The other people in that waiting room staring at me, menacingly 

This actually presents a problem. If the doctor was just bad then I could find another, but now I have to continue being the only white guy who goes to this office. I went back yesterday and I actually did everything correctly. Still, it felt like I was out of place (a pretty rare feeling for a guy like me in Boston.) It’s that feeling that you’re getting looked at when the people around you couldn’t care less about you being there. Still, my doctor did a great job so I will be returning again. Maybe I’ll be the office gossip or something. I would very much like that. 

So, I accidentally was forced to take a risk trying something new. And after initial follies, I learned that I liked it. It’s the cliché of cliché’s. It’s the hero’s journey (I am, of course, the reluctant hero and the journey is to the South Cove Community Health Center.) But for a cliché, we sure do ignore it. For all the movies that have this kind of journey – the ones that value the hero venturing into the unknown –  it’s deeply ironic that many of them are sequels. In Spider-Man: Far From Home the premise is that Peter travels to Europe and has to navigate threats in a place he isn’t familiar with. It is the 23rd movie in the Marvel Extended Universe. Twenty-Third.

I love venturing into the unknown! 

We love the idea of charging into the unknown, but the reality is that we don’t actually like doing it. We run from it and stay with what we’re familiar with. In this case, formulaic superhero movies with the same characters, banter, and tropes. Studies have shown it provides a comfort from the predictability, it gives us order and stability. But what is lost? For me, it’s a lot more than a good doctor.

A certain loved one in my life has suggested moving to the west coast for a year as a way of mixing things up. We’d move in late 2026 and spend a year in Seattle, Vancouver, or California. I’ve found myself surprisingly open to this concept because I’ve already made this kind of jump when I moved to Boston. When I first moved here I knew no one except my roommate, who I only knew via a mutual friend. He was equally desperate for a roommate as myself. After I did make friends here I took pride in that – rightfully. It’s not easy to create networks of friends starting from scratch. 

When I was dating, I’d occasionally mention this fact.
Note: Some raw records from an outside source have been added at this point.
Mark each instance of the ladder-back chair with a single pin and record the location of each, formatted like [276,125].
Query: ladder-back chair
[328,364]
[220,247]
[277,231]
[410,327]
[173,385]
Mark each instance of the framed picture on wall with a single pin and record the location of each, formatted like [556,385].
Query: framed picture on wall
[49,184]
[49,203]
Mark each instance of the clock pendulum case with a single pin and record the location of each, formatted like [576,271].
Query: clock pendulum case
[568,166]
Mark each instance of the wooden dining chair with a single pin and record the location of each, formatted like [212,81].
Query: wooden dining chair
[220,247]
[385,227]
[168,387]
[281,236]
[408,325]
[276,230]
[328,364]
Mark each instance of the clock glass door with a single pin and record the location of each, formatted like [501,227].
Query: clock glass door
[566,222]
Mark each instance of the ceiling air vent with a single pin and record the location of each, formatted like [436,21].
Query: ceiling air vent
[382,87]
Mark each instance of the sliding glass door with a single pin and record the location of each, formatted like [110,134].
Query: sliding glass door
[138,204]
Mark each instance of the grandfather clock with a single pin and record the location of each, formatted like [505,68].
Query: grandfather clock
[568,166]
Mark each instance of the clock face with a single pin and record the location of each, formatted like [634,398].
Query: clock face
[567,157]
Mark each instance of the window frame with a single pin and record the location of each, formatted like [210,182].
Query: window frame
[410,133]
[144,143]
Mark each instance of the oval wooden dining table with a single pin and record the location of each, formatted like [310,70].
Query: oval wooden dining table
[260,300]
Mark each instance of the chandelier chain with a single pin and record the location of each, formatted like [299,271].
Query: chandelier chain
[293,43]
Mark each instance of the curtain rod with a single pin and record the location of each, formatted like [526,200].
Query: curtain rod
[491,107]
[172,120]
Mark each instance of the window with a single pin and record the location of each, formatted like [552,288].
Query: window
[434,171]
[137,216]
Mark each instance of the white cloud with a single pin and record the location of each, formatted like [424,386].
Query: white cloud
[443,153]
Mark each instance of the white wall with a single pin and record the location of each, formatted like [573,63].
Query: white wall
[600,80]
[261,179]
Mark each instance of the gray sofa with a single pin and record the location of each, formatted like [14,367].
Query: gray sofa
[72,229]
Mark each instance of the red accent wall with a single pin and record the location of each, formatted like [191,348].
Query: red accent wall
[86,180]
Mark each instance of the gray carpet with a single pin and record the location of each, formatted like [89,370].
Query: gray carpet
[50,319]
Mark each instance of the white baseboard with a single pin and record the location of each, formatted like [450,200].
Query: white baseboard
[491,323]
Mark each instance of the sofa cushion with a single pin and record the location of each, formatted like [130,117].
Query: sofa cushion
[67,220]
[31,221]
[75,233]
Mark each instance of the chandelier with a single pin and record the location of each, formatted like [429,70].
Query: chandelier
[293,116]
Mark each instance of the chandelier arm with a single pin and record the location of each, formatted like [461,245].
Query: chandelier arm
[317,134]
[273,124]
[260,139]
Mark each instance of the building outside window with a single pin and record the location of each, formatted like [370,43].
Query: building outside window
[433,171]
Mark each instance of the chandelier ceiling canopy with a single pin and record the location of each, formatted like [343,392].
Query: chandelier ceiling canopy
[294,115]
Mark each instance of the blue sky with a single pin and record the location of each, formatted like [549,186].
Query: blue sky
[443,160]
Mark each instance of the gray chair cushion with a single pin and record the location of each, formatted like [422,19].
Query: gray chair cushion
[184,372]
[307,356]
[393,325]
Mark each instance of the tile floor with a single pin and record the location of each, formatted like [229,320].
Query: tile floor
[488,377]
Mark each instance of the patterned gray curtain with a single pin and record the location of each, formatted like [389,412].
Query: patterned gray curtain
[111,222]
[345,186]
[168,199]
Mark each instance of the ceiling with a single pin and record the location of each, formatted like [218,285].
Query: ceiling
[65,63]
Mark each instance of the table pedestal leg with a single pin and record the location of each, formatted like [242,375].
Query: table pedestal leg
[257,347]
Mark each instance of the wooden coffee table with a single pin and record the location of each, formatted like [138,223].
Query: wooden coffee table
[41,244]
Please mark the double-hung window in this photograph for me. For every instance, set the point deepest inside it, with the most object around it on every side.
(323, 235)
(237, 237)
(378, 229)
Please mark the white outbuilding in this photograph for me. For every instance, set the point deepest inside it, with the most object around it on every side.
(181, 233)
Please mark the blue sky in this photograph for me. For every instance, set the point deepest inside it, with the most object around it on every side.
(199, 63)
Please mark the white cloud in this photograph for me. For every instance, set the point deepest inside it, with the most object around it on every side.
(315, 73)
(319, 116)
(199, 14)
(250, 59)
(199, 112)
It’s a natural point of pride as I explained my story moving from Chicago to Boston. More than once the conversation died the moment I said it. When someone hears that the other person knew ‘no one’ on moving, it’s possible fears of a loner with no friends skitter across their minds. I was always okay with this. If that’s a disqualifier for someone, that’s sort of that person telling on themselves. 

Most people do not live that far from where they grew up, and if the premise of that scares them then there’s probably a misalignment between us. The thing is – there is a real pain with trying new things, and when it’s a big thing like going somewhere unfamiliar there can be months of it. We’re not foolish for hesitating. But there’s a big difference between hesitating and living out Matt Damon’s character flaws in Good Will Hunting. For me, on the other end of that ostracization is a great city, great friends, a lifestyle, a career, a girlfriend, a quality doctor, and more. 

So, I’m relieved I’ve found someone who is also seeking this kind of change in life. If you can build a willingness to venture out solo into the world, knowing that it will feel vulnerable and that there will be a  painful period of difficult transition, you will live a more fruitful and enriched life. Sure, let’s move to Seattle. Or California, or New Zealand. Why not? We’ll probably come back but hey, even better if we choose not to. I do hope those hinge girls find their person. I’m glad it’s not me.